The World Famous Beat Junkies
(click to enlarge)

Photo by Stephanie Lewis, ©2001

When I first heard of the Beat Junkies crew, it was the summer of 1998. I was approaching my senior year in high school and I had finally saved up the cash to take a pair of turntables for a spin of my own. At that time, the Beat Junkies were to budding DJs like myself what bands like Nirvana were to aspiring rock bands in the grungy early 90's. They represented a dream — birthed and nursed in music infested basements and bedrooms — come true. They were somehow able to go from being your average kids on the block with a pair of turntables in their bedrooms to world-renowned disc jocks. And what separated them from fellow phonograph phenoms like the Invisibl Skratch Piklz and X-Ecutioners was that they were good at everything — not just scratching. They won world championship team DJ battles in '97 and '98 but their names were also on mixtapes, fliers for clubs, break records, radio airwaves, and the tongues of everyone who loved hip hop music.

Today, the Beat Junkies have advanced to a level beyond where they were when I first laid ears on them. Their collective has continued to build — several members have pursued successful solo ventures without disrupting ties with the crew, they have established their own record label (Beat Junkie Sound), and they recently released a compilation of their older projects, Classic Material. The hard work put in by Los Angeles' most famous group of disc jocks has helped spread the Beat Junkies' musical flavors around the globe and has also helped aspiring DJs and fans to better understand how these legendary turntablists approach their craft.

"There's no formula to what we try to apply to our stuff," asserts DJ Melo-D, speaking to me over the phone as he relaxes in his Cerritos, CA home. "Just whatever rocks."

For anyone learning the art of the DJ, sitting in front of the television studying videos of Melo-D executing cuts with astonishing precision or clutching your headphones tight trying to hear every detail of the seamless blends from a Rhettmatic mixtape might not be the best way to develop a feel of what being a disc jock is all about. If there is anything the Beat Junkies are telling their fans, it is the idea that careful scrutiny of music and technical prowess is not necessarily the key to a DJ's success.

Thinking back to the early days of my DJ career (if you would call it that) when I used to look to the Beat Junkies almost exclusively for inspiration, I now realize that Melo-D's description ("just whatever rocks") of the style that crowned these disc jocks as turntable royalty is the best possible definition of the group's distinct sound.

It is Melo-D's philosophy that has situated the Beat Junkies in a unique position within the hip hop DJ community. Typically, there are two types of DJs: those whose focus is mixing records that will incite booty-shaking riots on dance floors (the party rocker), and those who feel their primary purpose behind the decks is to cut sound into aural oblivion (turntablists). Amidst all of their world championship competition belts, critically acclaimed mixtapes, club residencies, and radio mixshows, the Beat Junkies fit snugly in between these two definitions.

"People say we're turntablists, and of course we are," says Rhettmatic, "but the bottom line is that we're hip hop DJs." And as the be-spectacled Beat Junkie will tell you, the job title of a hip hop DJ involves much more than the physical ability to scratch and juggle.
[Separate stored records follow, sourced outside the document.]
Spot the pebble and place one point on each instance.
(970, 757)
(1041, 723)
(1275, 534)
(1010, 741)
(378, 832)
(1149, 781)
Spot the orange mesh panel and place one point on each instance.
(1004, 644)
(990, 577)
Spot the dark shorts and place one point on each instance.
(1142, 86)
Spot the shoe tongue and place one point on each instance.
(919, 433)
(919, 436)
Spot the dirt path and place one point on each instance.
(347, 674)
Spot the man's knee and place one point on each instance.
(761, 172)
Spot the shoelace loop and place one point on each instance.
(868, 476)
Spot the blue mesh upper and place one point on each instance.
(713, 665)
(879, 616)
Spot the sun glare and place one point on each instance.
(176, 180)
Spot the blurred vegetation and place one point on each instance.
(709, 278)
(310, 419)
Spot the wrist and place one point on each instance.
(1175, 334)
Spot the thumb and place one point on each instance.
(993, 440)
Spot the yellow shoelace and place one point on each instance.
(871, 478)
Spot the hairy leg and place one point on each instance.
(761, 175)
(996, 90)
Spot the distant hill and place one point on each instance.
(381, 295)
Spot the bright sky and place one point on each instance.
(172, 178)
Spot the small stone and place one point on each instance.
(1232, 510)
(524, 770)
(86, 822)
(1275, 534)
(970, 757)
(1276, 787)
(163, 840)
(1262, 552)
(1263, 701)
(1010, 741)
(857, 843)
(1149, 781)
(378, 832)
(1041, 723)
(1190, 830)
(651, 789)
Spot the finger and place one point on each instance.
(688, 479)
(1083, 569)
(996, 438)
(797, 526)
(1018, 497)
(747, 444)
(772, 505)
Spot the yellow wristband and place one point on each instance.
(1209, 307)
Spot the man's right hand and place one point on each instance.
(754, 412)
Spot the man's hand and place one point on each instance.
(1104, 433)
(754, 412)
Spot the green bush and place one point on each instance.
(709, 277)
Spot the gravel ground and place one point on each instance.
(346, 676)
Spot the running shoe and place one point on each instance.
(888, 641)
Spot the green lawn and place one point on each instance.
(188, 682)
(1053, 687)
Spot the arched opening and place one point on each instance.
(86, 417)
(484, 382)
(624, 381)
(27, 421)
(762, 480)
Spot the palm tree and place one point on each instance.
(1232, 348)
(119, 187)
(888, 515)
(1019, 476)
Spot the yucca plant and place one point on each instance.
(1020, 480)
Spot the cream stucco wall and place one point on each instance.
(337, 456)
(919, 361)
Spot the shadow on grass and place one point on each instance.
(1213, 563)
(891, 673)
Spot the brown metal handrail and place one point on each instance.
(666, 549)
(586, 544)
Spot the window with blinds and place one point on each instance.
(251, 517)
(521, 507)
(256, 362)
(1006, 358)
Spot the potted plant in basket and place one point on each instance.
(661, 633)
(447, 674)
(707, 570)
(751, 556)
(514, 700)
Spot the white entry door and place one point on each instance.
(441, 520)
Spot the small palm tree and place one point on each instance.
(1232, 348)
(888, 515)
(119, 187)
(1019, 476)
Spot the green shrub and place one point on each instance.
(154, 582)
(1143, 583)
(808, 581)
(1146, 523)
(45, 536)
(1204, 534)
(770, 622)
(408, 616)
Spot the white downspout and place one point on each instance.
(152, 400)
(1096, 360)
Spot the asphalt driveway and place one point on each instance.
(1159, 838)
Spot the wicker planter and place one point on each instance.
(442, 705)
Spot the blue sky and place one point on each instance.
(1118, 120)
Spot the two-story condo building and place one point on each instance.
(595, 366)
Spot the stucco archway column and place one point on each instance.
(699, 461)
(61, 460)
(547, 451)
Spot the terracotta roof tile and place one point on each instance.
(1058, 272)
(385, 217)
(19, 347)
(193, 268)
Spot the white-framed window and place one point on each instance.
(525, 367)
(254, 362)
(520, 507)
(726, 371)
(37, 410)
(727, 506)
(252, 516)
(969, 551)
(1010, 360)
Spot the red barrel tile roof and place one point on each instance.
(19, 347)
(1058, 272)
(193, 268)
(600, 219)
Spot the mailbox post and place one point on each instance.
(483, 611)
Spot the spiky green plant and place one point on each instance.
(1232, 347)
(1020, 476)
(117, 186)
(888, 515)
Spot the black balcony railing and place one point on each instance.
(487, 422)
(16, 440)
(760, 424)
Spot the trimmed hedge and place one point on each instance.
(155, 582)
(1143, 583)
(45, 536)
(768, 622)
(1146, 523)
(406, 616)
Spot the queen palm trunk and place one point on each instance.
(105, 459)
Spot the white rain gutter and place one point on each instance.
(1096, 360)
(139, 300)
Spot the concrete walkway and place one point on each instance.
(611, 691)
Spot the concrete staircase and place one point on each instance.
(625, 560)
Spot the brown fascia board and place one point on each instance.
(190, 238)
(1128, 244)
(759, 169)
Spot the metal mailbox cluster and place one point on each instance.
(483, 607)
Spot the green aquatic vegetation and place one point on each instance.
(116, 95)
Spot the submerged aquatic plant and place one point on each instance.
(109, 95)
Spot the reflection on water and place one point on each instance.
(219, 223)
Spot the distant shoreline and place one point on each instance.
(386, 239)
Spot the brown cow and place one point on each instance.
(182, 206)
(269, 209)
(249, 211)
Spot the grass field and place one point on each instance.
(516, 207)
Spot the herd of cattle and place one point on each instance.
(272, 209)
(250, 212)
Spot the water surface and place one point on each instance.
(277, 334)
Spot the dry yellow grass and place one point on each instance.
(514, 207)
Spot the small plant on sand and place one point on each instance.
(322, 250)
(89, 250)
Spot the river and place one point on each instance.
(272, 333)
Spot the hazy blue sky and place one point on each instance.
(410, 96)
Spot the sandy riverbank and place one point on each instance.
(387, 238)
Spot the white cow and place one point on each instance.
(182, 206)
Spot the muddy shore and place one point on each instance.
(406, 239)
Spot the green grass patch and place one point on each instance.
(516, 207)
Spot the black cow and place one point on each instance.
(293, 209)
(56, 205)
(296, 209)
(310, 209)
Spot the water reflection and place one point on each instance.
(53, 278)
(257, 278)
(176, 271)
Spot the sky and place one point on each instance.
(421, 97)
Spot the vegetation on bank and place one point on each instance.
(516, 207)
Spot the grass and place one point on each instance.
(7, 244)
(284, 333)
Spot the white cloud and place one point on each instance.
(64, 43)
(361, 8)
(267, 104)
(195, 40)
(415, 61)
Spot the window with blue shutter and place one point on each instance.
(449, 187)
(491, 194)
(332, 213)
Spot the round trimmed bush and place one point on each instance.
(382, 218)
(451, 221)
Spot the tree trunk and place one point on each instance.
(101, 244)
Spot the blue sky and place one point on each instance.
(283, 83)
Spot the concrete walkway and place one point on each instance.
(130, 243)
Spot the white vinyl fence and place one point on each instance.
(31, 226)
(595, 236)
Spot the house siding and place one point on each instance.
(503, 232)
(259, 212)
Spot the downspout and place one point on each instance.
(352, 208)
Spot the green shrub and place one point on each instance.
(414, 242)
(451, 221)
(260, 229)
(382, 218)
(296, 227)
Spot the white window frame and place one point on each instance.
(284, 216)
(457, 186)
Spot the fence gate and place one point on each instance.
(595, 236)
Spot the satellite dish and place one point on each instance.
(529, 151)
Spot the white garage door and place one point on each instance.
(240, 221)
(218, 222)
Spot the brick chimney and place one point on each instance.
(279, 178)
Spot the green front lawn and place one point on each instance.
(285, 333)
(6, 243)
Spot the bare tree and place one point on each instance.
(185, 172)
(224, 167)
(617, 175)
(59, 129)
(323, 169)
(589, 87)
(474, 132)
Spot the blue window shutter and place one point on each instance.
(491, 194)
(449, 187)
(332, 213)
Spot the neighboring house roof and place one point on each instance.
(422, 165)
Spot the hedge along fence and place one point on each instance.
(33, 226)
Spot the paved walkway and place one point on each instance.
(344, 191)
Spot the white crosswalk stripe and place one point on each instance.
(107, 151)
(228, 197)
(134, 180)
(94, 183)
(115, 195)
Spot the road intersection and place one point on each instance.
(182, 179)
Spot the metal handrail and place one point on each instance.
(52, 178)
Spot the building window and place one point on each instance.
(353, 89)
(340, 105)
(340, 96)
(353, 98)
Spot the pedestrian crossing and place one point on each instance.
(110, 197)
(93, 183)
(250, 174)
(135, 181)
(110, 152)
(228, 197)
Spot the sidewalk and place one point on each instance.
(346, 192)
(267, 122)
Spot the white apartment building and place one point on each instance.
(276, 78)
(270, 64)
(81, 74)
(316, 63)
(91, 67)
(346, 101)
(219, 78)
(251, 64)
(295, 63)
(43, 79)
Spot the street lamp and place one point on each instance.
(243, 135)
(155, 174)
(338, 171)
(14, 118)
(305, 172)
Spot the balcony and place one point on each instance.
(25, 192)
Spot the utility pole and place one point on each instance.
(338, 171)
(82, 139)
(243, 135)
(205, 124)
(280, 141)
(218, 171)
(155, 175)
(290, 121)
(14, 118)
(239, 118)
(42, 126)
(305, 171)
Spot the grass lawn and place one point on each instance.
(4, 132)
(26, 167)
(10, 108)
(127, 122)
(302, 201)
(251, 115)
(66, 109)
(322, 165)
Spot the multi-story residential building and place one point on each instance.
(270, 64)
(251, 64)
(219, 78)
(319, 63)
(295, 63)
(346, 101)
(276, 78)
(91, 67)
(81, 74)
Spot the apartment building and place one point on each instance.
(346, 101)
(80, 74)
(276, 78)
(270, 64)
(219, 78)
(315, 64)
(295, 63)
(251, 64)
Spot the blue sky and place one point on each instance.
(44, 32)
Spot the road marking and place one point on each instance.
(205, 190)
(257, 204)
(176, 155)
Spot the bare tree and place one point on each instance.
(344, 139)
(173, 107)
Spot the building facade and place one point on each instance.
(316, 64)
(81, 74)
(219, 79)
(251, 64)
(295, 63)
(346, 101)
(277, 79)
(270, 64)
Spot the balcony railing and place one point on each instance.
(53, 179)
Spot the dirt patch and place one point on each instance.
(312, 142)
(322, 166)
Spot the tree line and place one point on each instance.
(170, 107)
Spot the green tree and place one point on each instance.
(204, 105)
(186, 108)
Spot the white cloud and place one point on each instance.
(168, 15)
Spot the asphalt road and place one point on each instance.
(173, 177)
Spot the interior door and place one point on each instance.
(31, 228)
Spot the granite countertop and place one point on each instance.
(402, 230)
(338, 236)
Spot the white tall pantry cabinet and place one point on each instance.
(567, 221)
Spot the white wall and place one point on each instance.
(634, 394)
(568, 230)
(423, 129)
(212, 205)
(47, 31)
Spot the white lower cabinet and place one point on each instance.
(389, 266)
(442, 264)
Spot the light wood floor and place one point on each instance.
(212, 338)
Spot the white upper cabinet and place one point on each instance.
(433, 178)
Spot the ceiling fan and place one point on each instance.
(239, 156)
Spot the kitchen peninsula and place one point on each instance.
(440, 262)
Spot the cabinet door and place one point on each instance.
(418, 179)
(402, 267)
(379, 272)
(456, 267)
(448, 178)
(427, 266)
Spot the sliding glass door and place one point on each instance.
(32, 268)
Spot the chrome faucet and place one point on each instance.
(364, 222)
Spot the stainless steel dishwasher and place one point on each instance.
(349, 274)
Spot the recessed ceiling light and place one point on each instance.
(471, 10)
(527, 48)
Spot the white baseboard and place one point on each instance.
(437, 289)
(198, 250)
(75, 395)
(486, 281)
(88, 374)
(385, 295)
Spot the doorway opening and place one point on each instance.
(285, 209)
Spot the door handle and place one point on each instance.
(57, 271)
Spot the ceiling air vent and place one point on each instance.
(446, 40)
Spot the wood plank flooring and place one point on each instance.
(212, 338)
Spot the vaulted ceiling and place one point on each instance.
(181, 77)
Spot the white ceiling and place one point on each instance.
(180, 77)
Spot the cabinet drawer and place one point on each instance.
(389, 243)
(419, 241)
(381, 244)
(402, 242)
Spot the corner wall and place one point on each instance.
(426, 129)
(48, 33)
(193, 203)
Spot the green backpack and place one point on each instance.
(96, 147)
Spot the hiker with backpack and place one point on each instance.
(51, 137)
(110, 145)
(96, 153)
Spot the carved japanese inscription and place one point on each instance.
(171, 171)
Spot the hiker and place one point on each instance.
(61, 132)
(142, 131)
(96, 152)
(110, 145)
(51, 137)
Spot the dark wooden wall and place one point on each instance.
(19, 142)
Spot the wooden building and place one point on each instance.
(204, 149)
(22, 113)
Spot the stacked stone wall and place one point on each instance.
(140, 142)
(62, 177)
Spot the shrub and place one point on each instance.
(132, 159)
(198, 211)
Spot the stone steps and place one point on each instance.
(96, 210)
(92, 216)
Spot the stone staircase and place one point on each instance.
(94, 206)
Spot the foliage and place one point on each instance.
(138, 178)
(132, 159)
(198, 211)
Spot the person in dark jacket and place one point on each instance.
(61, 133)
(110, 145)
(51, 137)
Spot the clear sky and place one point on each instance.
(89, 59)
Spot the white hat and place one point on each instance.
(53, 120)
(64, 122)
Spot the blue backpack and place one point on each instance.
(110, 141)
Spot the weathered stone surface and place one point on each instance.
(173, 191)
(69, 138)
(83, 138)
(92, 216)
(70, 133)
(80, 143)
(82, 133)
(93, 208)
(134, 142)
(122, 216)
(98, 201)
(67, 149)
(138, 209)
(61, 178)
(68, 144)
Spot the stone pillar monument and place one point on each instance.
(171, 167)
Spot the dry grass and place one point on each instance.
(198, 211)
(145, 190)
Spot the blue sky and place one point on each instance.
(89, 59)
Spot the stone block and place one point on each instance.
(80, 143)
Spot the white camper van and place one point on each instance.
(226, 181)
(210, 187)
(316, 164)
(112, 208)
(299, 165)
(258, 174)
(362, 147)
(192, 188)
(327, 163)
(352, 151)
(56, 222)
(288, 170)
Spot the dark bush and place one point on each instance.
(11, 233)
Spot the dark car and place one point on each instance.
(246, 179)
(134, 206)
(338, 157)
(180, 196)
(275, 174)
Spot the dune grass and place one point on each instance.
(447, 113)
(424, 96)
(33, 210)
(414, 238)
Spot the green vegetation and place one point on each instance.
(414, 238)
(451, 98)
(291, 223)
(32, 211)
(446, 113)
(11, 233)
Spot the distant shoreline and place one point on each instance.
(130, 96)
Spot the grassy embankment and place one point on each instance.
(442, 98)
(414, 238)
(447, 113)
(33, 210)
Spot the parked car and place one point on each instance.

The disc jock is expected to be able to mix songs, read a crowd, be able to dig for records, and above all, to have an understanding and a love for the music they spin and for the culture that produced it.

Rhettmatic is a known proponent of these ideas, taking the stage at the Skratchcon 2000 convention and making a now infamous speech about the importance of a DJ's all-around skills. As the elder of the two disc jocks, with almost 18 years of experience freaking Technics, Rhettmatic's story is quite different than Melo's. While they both share a love for the same types of music, his outlook on how the wheels of steel should be approached is rooted in the ideas passed down through sound to the DJs of his generation by the fathers of the culture, folks like Grandmaster Flash and Afrika Bambaataa. "This is our culture, and it's our job to show it to the next generation as the generation before us showed us what we were supposed to do," Rhettmatic explains. His teaching and relaying of information to the next batch of disc jocks can already be seen in the form of instructional videos such as Shure Turntablism 101 and his defining mixtape, Beat Junkies Volume 2.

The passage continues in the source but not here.